Thursday, August 13, 2009

Tempos de Paz


por Kleber Mendonça Filho
cinemascopio@gmail.com


Daniel Filho está meio que no topo. Já nos seus 70, se manteve à frente da TV, do teatro e do cinema no Brasil ao longo dos últimos 40 anos, sempre em posições de liderança. Nos últimos dez anos, parece ter encontrado um nicho gigantesco junto à Globo Filmes onde tem a liberdade de fazer a sua musculação criativa e comercial com uma série de sete filmes em oito anos, todos populares e que incluem os dois Se Eu Fosse Você, vistos por mais de nove milhões de brasileiros. E segue fazendo seu cinema com mais um exercício chamado Tempos de Paz (Brasil, 2009), com Tony Ramos e Dan Stulbach.

Ao se debruçar sobre os filmes de Daniel Filho, há sempre uma tensão curiosa para com o observador que não pode se considerar um admirador do que ele filma. Temos um homem do entretenimento brasileiro, talvez o maior nome de uma indústria de áudio-visual que ainda engatinha, associado diretamente a marcos históricos da cultura nesse país, como a novela Dancin’ Days (1978) e a um filme como Cidade de Deus, que assina como produtor associado.

Seus filmes recentes, como A Partilha (2001) ou Primo Basílio (2007) ilustram seu discurso, já muito conhecido, que é o de sempre se comunicar com o grande público. Parece estar fazendo bem esse trabalho há décadas. Essa busca pelo público tem a contrapartida, por parte dele, como realizador, de fazer filmes que estão acima da média brasileira de mercado, produções fluentes, com atuações corretas e roteiros funcionais que contam histórias.

Normalmente, seriam filmes medíocres se a média brasileira não fosse tão ruim. Como estamos, os filmes de Daniel Filho são os melhores produtos comerciais que temos, numa proposta nacional de mercado, público e lucro através de uma constância na sua produção.

Depois de Se Eu Fosse Você 2, lançado em janeiro, ele nos traz esse produto aparentemente pequeno, uma adaptação da peça Novas Diretrizes em Tempos de Paz, de Bosco Brasil. O resultado é curioso.

É essencialmente um diálogo teatral entre dois personagens antagônicos, Segismundo (Ramos) e Clausewitz (Stulbach), o primeiro, um chefe da alfândega no Rio de Janeiro em abril de 1945. O segundo é um ator polonês que desembarca no porto vindo da Europa. O brasileiro esteve à frente de horrores como integrante da policia de Getúlio Vargas, o polonês sofreu horrores do nazismo. O próprio Daniel Filho interpreta uma vitima política de Segismundo, homem íntegro que tenta entender o porquê da violência contra a sua pessoa.
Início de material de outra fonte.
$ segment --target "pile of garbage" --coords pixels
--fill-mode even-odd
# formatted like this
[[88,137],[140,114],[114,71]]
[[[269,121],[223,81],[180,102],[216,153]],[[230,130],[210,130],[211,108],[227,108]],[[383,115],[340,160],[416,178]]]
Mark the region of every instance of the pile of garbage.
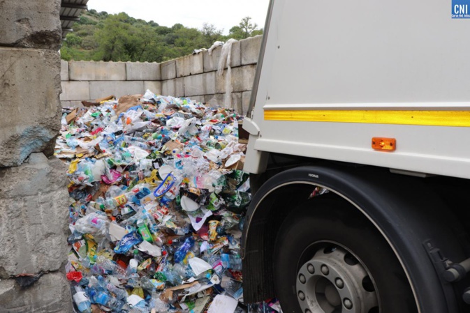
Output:
[[68,165],[75,311],[280,312],[243,304],[242,117],[149,91],[84,104],[64,109],[55,150]]

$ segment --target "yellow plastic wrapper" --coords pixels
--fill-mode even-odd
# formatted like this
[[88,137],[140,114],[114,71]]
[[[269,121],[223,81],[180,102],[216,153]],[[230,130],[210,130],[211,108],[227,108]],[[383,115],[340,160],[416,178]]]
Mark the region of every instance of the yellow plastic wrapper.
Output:
[[77,170],[78,167],[78,162],[80,159],[75,159],[73,161],[71,162],[70,166],[68,167],[68,174],[73,174]]
[[209,240],[214,241],[217,238],[217,226],[220,224],[218,220],[209,221]]

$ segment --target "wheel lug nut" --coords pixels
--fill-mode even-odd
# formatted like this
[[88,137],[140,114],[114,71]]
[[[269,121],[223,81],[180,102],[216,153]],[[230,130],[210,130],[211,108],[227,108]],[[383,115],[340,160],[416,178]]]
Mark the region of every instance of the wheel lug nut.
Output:
[[343,304],[344,305],[344,307],[348,310],[353,308],[353,303],[351,302],[351,300],[348,299],[347,298],[345,298],[344,300],[343,300]]

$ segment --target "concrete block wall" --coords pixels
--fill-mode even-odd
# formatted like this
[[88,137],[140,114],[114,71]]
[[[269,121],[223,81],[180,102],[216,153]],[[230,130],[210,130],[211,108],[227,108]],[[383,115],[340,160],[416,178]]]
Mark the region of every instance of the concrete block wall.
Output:
[[161,92],[160,63],[61,61],[62,107],[113,95]]
[[[0,312],[68,312],[61,0],[0,1]],[[20,287],[18,277],[38,277]]]
[[[227,105],[242,114],[248,109],[262,38],[251,37],[232,45],[232,91]],[[217,72],[221,50],[219,47],[211,54],[205,51],[161,63],[62,61],[62,105],[79,106],[81,100],[144,93],[147,89],[224,105],[228,75],[226,63],[220,75]]]

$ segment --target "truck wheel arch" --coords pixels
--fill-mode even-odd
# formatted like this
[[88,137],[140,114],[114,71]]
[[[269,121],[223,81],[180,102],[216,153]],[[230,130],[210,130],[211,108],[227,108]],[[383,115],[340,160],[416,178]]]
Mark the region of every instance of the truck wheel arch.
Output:
[[431,241],[446,257],[462,261],[458,222],[420,179],[386,169],[328,165],[297,167],[268,180],[249,208],[242,238],[245,301],[275,296],[271,282],[277,229],[290,210],[320,186],[346,199],[382,234],[406,273],[420,312],[456,312],[461,301],[455,286],[442,282],[423,245]]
Tempos de Paz parece abraçar as origens teatrais do material encenado, tentativa de o cinema honrar o palco, e isso inclui até mesmo a buzina do navio ouvida de tempos em tempos, com a identidade sonora de que estaria sendo operada por algum contra-regra.

O texto parece achatado, no sentido de que tudo o que é dito parece se bastar, sem entrelinhas ou dubiedades, levando progressivamente a momentos de dramaticidade que chamam sempre um virtuosismo terrivelmente piegas. Talvez seja o segredo da narrativa popularesca, uma situação sem nuances que levará a uma explosão de emoção encenada e pontuada.

O personagem Segismundo, um ignorante com passado sofrido, burocrata infernal e capacho sem escrúpulos, irá se curvar diante do poder da arte de um homem puro. Vale observar que, por outro lado, o artificialismo constante é finalmente assumido com alguma delicadeza.

Stulbach parece destacar-se com a alegria evidente de quem adora seu personagem. Ele e Ramos dividem o espaço cênico como num espetáculo popular encenado sexta à noite, com casa lotada. Poderá ser um sucesso para o nicho inexistente no Brasil de filmes pequenos com pretensões populares.

PS: Stulbach, durante a projeção, me lembrou não apenas do Tom Hanks, mas do Hanks de O Terminal, de Spielberg, preso numa situação semelhante, e pintado com tintas mesmas, a do bom homem que conquista a burocracia.

Filme visto no Box Cinemas, Recife, Agosto 2009

6 comments:

Anonymous said...

Obrigado por contar o fim do filme.

CinemaScópio said...

Caro Anonymous, não há de quê.

BillyBob said...

Mas o Stulbach não é o Tom Hanks?

CinemaScópio said...

Entendi.

Anonymous said...

Ai, que texto ruim. Sem agradecimentos, please.

Ademilton said...

Tive a sensação de assistir a uma peça no teatro e... gostei!
Produto híbrido, pouco representativo de um cinema o qual o Brasil procura.
Compro sem medo a análise do blog, perfeita, para mim.